Different types of hip impingement
Hip Impingement animation
Clare Park Hospital
Hip arthroscopy is a means of assessing and treating the hip joint using a minimally invasive technique, which enables a more rapid recovery and return to work. The technique can address intra-articular hip pathology such as labral tears, hip impingement, osteochondral defects, and loose bodies; and extra articular soft tissue pathology such as psoas tendonitis, bursitis and tendinopathy.
Patients with a labral tear generally present with groin pain provoked by twisting, or impact sports. This begins to have an impact on their ability to run, but can progress to affect walking and even sleeping.
A consultation would involve a series of questions to assess the degree of pain and the impact it is having on your level of activity. Please be prepared for a clinical examination of your hip to help find the cause of your pain. A plain Xray picks up most hip conditions and can be carried out and read at an initial consultation. Pre- arthritic conditions are best further assessed with an MRI scan.
If the cause of the hip pain can be addressed arthroscopically this involves admission as a daycase. You would require a general anaesthetic to allow the muscles around the hip to relax and allow the hip to sublux under traction. This enables the central compartment of the hip joint to be examined arthroscopically, and a labral tear be debrided or repaired. If the hip is impinging the causative bone can be burred back to reduce the risk of the process ongoing.
Patients usually wake up with swelling in their leg from the water used to inflate the joint during the arthroscopic examination. The physiotherapist will have explained preoperatively how to manage crutches and these are usually only necessary for two days. You will also be given some exercises by the physiotherapist and you should plan to start gentle early range of movement exercises immediately to prevent stiffness due to surgical scarring.

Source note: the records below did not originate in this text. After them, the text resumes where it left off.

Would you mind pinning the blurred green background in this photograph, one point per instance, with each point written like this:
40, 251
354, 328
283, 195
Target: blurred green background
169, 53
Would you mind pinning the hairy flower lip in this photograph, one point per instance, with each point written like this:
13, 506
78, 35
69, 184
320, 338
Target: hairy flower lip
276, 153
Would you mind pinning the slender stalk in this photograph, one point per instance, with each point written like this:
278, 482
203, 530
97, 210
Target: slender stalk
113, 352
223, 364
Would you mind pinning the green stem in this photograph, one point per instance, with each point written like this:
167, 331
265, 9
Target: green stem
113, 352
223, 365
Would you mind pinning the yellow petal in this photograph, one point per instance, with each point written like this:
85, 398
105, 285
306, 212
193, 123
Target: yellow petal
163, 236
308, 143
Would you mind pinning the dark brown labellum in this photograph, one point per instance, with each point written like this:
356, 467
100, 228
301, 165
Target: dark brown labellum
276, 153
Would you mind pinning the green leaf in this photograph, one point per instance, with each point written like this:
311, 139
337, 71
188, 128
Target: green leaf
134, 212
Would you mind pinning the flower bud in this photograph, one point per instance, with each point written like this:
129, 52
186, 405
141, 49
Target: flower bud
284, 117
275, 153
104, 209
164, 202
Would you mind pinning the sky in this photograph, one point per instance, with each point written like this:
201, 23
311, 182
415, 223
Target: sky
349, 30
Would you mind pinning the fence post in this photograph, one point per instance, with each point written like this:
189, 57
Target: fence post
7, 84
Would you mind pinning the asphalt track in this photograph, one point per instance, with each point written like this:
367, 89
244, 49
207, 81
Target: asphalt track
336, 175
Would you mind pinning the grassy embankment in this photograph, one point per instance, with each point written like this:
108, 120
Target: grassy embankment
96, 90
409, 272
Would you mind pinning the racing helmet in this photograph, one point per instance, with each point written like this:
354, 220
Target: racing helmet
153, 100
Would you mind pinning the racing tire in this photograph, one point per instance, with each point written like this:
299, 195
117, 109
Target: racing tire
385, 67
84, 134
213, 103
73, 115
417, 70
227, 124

Most patients are advised to take two weeks off work. Some may work from home in the second week, but the advice is mainly to prevent early complications such as bleeding or pain provoked by attempting to return to work too early. If your work is relatively manual it would be worth discussing a staged return to work with your employer.
You should be able to manage low impact exercises such as a static bike and swimming from two weeks after surgery. By four to six weeks the hip should feel almost normal for day to day activities, and you should be able to return to the gym. You can progress on to cross training and then on to a treadmill as able; most have returned to running and team sports by three months.
You shouldn’t be driving while you are using crutches to walk, as there would be concern about your ability to manage an emergency stop. When you are able to walk independently and climb into and out of a car comfortably you should be safe to drive. But if you are planning to drive early after surgery please contact your insurer to ensure they are aware and prepared to cover you in the event of an accident.
There is a potentially increased risk of thromboembolism up to three months after surgery. The risk is dependent on length of flight, and preexisting risk factors. If you are considering a long-haul flight within six weeks of surgery it may be worth considering chemoprophylaxis to reduce the risk.
Potential complications of surgery
Surgery becomes ever safer and complications are rare, but there are still risks involved. There are general complications from any surgery such as infection, thromboembolism (blood clots), and blood vessel and nerve injury; and more specific ones to hip arthroscopy such as paraesthesia (numbness) which can affect the perineum, lateral thigh and foot.
Please contact my secretary or visit your GP if:
-You develop a temperature and the hip becomes increasingly painful, as there is a risk of infection.
-You develop increasing pain and swelling in your leg as there is a risk of thrombosis with lower limb surgery.